Hi Bill, we’d love to hear about how you approach risk and risk-taking
Risk is scary and entirely necessary. At 31, firmly entrenched in a career as a sportswriter, I looked at my life and decided that if I was ever going to become a novelist, I was going to need schooling and time to write. I risked my career for a dream, and had I not done that, I would not have gotten the thing I wanted most. Now I have six novels out in the world. Could this have failed? Absolutely. In fact, it probably should have, and then I would have had to pick up the pieces and move forward. But the thing I learned from this is that desire is meaningless if we aren’t willing to take a risk.
Can you open up a bit about your work and career? We’re big fans and we’d love for our community to learn more about your work.
I think the thing that sets my novels apart most is probably authenticity. That in every manuscript I’ve written, there has been an epic struggle to figure out who I am and what it is I have to say, and that I tend to say it even if it is not self-flattering. Figuring out Truth has been a huge part of my creative process thus far. What I’m most excited about currently is my most recent novel, THE BRIDGE. It’s the story of two teens who meet atop the George Washington Bridge in New York. They are both there to jump, and they interrupt each other. Based on what happens the moment they are sitting 100 feet apart, both with one leg over the railing, the world splits into four different realities: one in which she jumps, one in which he jumps, one where they both jump, and one where neither jumps.

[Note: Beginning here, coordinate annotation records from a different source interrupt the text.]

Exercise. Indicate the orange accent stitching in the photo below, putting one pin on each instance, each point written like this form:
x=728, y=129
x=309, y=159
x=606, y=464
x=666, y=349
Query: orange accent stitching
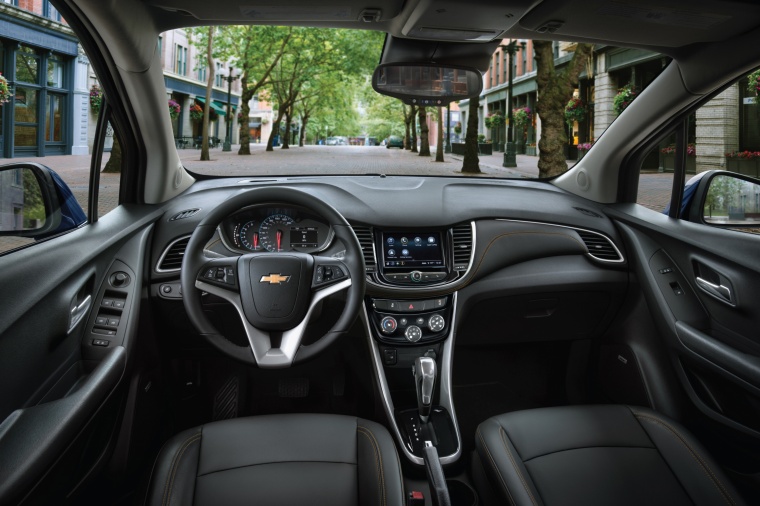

It’s a story about those moments when we who suffer from depression think our lives are meaningless and there are no options. I am proud of this novel because I believe it has the potential to save lives.
Any places to eat or things to do that you can share with our readers? If they have a friend visiting town, what are some spots they could take them to?
The Phoenix Botanical Garden would be a stop, definitely. Possibly one of the special events like Luminarias. We’d take in a spring training game at Salt River Fields at Talking Stick, and also the Gilbert Farmers Market on a Saturday morning. A hike in Papago Park would be involved, too. For dining, we’d hit Lo Lo’s Chicken and Waffles for sure. Also Persepshen, which has the most delicious farm-to-table food in the valley. And brunch at Brunch and Sip in Arcadia.
The Shoutout series is all about recognizing that our success and where we are in life is at least somewhat thanks to the efforts, support, mentorship, love and encouragement of others. So is there someone that you want to dedicate your shoutout to?
The MFA Program in Creative Writing at Arizona State University helped me get where I am. When I enrolled in 2002, I thought I had a pretty good sense of what it meant to be a good writer. I knew so little! The program helped me find the discipline to write and helped me learn the craft of fiction writing. Without it I am certain my career would not have gone as it has.